JERUSALEM — Chaim Amsellem was certainly not the first Israeli Parliament member to suggest that most ultra-Orthodox men should work rather than receive welfare subsidies for full-time Torah study. But when he did so last month, the nation took notice: He is a rabbi, ultra-Orthodox himself, whose outspokenness ignited a fresh, and fierce, debate about the rapid growth of the ultra-religious in Israel.
“Torah is the most important thing in the world,” Rabbi Amsellem said in an interview. But now more than 60 percent of ultra-Orthodox men in Israel do not work, and he argued that full-time, state-financed study should be reserved for great scholars destined to become rabbis or religious judges.
“Those who are not that way inclined,” he said, “should go out and earn a living.”
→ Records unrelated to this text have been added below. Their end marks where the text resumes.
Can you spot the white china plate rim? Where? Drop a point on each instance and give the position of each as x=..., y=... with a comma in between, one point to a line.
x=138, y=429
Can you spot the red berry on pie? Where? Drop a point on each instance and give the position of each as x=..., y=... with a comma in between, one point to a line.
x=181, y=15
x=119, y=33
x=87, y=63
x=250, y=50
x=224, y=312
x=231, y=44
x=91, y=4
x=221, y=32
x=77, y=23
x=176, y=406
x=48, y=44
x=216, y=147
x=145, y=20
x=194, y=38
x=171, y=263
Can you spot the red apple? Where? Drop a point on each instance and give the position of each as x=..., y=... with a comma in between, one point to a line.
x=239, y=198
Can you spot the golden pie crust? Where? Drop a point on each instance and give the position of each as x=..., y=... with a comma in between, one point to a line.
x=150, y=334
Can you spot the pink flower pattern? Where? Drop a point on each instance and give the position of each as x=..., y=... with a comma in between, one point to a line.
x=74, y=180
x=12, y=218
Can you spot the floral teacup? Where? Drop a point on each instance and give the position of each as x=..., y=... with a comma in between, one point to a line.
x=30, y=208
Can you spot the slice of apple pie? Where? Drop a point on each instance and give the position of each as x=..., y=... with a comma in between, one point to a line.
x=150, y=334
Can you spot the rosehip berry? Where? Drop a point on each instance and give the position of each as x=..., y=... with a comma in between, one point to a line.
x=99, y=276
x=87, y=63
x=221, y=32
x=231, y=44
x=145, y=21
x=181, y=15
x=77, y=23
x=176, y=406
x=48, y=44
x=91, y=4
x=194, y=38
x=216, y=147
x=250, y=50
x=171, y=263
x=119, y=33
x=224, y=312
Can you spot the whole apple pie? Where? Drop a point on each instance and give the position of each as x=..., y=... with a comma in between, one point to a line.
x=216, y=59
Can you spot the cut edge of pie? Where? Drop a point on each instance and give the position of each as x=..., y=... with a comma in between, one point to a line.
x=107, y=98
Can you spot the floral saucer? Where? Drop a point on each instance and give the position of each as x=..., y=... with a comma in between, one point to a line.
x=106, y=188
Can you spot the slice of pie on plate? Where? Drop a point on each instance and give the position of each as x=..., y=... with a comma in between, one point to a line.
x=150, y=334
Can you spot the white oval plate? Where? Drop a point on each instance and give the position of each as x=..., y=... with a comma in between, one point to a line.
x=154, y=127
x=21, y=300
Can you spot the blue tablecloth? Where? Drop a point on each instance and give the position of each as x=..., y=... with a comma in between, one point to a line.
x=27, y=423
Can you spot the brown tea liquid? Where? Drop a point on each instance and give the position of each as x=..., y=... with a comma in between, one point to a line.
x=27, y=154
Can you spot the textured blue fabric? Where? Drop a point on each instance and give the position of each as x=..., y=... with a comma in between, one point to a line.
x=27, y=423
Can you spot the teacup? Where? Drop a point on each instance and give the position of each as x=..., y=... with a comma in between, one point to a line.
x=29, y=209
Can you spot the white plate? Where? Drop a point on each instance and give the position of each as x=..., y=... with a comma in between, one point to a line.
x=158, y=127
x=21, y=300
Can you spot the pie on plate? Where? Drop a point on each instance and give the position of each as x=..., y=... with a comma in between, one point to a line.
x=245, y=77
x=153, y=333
In reaction, he was ousted from his own ultra-Orthodox Shas Party, whose leaders vilified him with such venom that he was assigned a bodyguard. The party newspaper printed a special supplement describing Rabbi Amsellem as “Amalek,” the biblical embodiment of all evil.
The intensity of the attacks from his own ranks appeared to underscore their own fears about a growing backlash to the privileges and subsidies long granted to the ultra-religious. The issue is not just the hundreds of millions of dollars doled out annually for seminaries and child allowances. Worry — and anger — is deepening about whether Israel can survive economically if it continues to encourage a culture of not working.
Already, there are an increasing number of programs to prod the ultra-Orthodox to join the work force and to serve out the military duties required of all other Jewish Israelis. But critics say these are not enough: Rabbi Amsellem says what is needed is nothing less than “revolution.”
The ultra-Orthodox, known in Hebrew as haredim, or those in awe of God, make up 10 percent of Israel’s population of 7.5 million, but are increasing rapidly. In addition to the men, more than 50 percent of haredi women do not work, compared with 21 percent among mainstream Jewish women. About 75 percent of Arab women do not work.
But while the Arab fertility rate has been dropping, the haredim still marry young and favor large families with eight children or more. Enrollment in ultra-Orthodox primary schools has increased by more than 50 percent over the past decade. In the haredi system, secular subjects like math and English are barely taught. Many see this situation as unsustainable.
“We have a few years to get our act together,” warned Dan Ben-David, an economist and director of the Taub Center for Social Policy Studies in Israel, an independent research institute.
“If not, there will be a point of no return.”
Several months ago the center issued a report that caused widespread alarm: If current trends continue, it said, 78 percent of primary school children in Israel by 2040 will be either ultra-Orthodox or Arab.
There are also signs of growing anger among mainstream Israelis: University students, normally a placid bunch, over the last weeks have blocked roads in protest of stipends amounting to $30 million a year for the eternal students of the kollels, which are seminaries for married men. They argued that they should receive similar benefits. The government agreed to limit the stipends, but only in five years.
Officials say that about 56 percent of ultra-Orthodox live below the poverty line. Most are dependent on welfare payments like income support, child allowances or married student stipends.
There are historical reasons most haredim in the modern state of Israel have chosen to remain in the seminaries, unlike their counterparts abroad, who combine Torah study with regular work. When the state was founded in 1948, David Ben-Gurion, the first prime minister, granted full-time yeshiva students state financing and exemption from army service to refill the ranks of Torah scholarship destroyed in the Holocaust.
Then, there were 400 students, 18 and older, of draftable age. Today, there are about 60,000. To qualify for exemption, the students must be enrolled in full-time study and not do paid work.
The Israeli government and military, along with some private groups, have worked for ways to bring more ultra-Orthodox into the workforce and the army, but have done so slowly and with extreme caution not to offend ultra-religious sensibilities.
More than 2,500 haredim and other religious soldiers have served in a combat battalion set up in the late 1990s for ultra-Orthodox 18-year-olds.